週替わりテーマソングが作品にもたらす効果 『チェンソーマン』機に『ドロヘドロ』『高木さん』ら過去事例を振り返る
10月11日より放送開始のTVアニメ『チェンソーマン』(テレビ東京)。そのEDテーマを12組のアーティストが書き下ろし、週替わりで担当するという情報が驚きを与えた。劇場アニメで複数の楽曲が使われるケースは昨今多いが、TVアニメでは異例だ。全話異なるEDテーマというと『ニンジャスレイヤー フロムアニメイシヨン』(2015年)が思い出されるが、全曲が書き下ろしではなかった。
『チェンソーマン』はチェンソーの悪魔を体に宿した少年・デンジが悪魔と戦うダークヒーローアクション。暗く重いムードの中にあるシュールさや、激しい戦闘の中にあるギャグや笑いなど目まぐるしいテンポで物語の要素が切り替わっていく作品だ。毎週その回のために書き下ろされた異なる曲が流れることで各話がより特別なものになる可能性が高い。一方、徐々に曲が馴染み愛着が湧く従来のテーマソングとしての楽しみ方には至りづらいという懸念も。

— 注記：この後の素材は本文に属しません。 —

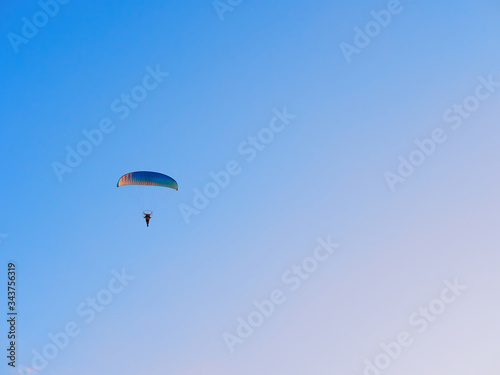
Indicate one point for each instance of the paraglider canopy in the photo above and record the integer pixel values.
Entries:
(147, 178)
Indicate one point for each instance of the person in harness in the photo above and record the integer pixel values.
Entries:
(147, 216)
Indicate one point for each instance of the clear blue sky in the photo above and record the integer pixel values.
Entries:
(323, 175)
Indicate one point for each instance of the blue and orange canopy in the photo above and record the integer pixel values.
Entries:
(147, 178)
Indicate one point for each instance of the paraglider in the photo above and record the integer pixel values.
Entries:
(146, 178)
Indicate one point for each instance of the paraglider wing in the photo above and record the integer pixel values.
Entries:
(147, 178)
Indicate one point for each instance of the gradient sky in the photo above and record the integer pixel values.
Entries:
(323, 176)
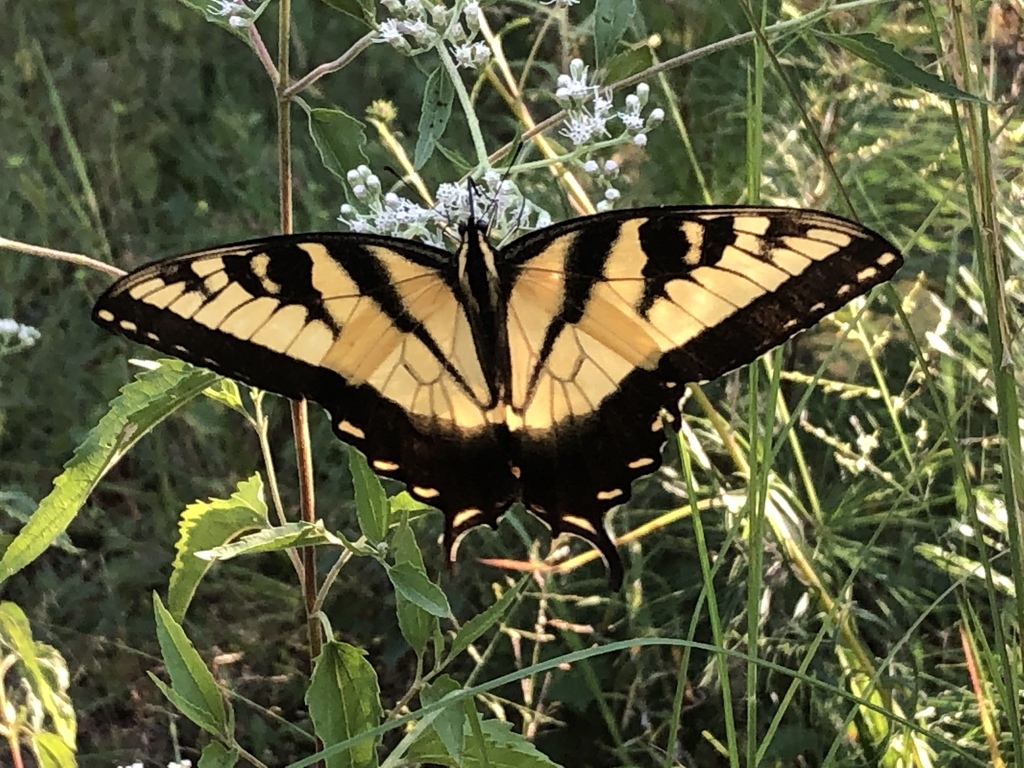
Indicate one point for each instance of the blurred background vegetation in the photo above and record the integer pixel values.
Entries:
(134, 131)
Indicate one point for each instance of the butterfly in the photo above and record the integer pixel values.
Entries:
(538, 372)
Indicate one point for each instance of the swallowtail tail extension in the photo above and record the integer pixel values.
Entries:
(538, 372)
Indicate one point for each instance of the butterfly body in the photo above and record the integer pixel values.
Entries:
(538, 372)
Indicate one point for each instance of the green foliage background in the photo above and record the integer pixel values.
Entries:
(137, 131)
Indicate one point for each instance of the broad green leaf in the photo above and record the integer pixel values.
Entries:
(416, 624)
(483, 622)
(186, 707)
(361, 10)
(344, 701)
(504, 750)
(20, 507)
(205, 525)
(628, 62)
(47, 671)
(457, 159)
(415, 587)
(339, 138)
(437, 97)
(51, 751)
(203, 7)
(371, 501)
(225, 392)
(142, 403)
(192, 681)
(404, 502)
(451, 723)
(884, 55)
(215, 755)
(279, 538)
(611, 18)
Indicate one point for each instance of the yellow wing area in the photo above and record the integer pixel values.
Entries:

今回は、過去に週替わりで楽曲が使用されたアニメ作品を振り返ってみる。『チェンソーマン』と同じMAPPA制作の『ドロヘドロ』(2020年)にはクリエイティブユニット・(K)NoW_NAMEが6曲を書き下ろし、その独特な世界観を拡張させていた。似た例としては『悪魔のリドル』(2014年)があり、こちらは作詞家・中村彼方が全曲を手掛けた。固有の作家やチームが一貫した世界観を持つ楽曲を提供したケースだ。

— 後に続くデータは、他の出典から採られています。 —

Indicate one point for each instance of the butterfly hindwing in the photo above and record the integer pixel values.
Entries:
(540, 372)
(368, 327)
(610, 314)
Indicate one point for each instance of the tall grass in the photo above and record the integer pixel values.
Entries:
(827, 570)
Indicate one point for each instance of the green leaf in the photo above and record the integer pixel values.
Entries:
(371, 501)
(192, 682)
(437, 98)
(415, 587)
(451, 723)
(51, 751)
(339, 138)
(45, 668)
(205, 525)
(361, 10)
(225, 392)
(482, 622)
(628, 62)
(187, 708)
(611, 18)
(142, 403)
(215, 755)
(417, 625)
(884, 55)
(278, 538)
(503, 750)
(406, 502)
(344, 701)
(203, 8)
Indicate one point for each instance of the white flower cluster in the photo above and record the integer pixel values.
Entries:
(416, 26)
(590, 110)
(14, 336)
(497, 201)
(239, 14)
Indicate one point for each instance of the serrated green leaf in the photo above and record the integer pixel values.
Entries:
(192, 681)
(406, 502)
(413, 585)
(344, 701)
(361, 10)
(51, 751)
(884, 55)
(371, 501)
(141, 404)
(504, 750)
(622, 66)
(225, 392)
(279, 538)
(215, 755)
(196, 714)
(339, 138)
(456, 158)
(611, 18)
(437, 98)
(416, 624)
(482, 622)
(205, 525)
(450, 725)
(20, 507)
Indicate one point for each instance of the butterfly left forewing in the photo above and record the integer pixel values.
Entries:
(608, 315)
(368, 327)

『からかい上手の高木さん』シリーズ(2018年~)は主人公の高木さん(CV:高橋李依)が歌唱する形でいきものがかりから大瀧詠一まで様々な年代のJ-POPナンバーが各話のEDを飾っていた。『ReLIFE』(2016年)は「主人公が高校生の頃聞いていた自作MDに入っている楽曲」をコンセプトに、奥田民生やポルノグラフィティの楽曲が週替わりでEDテーマに起用された。いずれも物語に寄り添うというよりは作品全体の雰囲気や登場人物の魅力を立体化させるアプローチだった。
“物語に寄り添う”なおかつ“複数のアーティストによる書き下ろし”の楽曲が使用された例で言えば『Sonny Boy』(2021年)が特徴的だ。toe、カネヨリマサル、ミツメなどアニメソングのイメージが薄いアーティストが各話ごとに挿入歌を書き下ろした。異世界を放浪する少年少女の物語であり、各話のトーンも多様であるため劇中音楽にも個性と振れ幅が必要だったのだろう。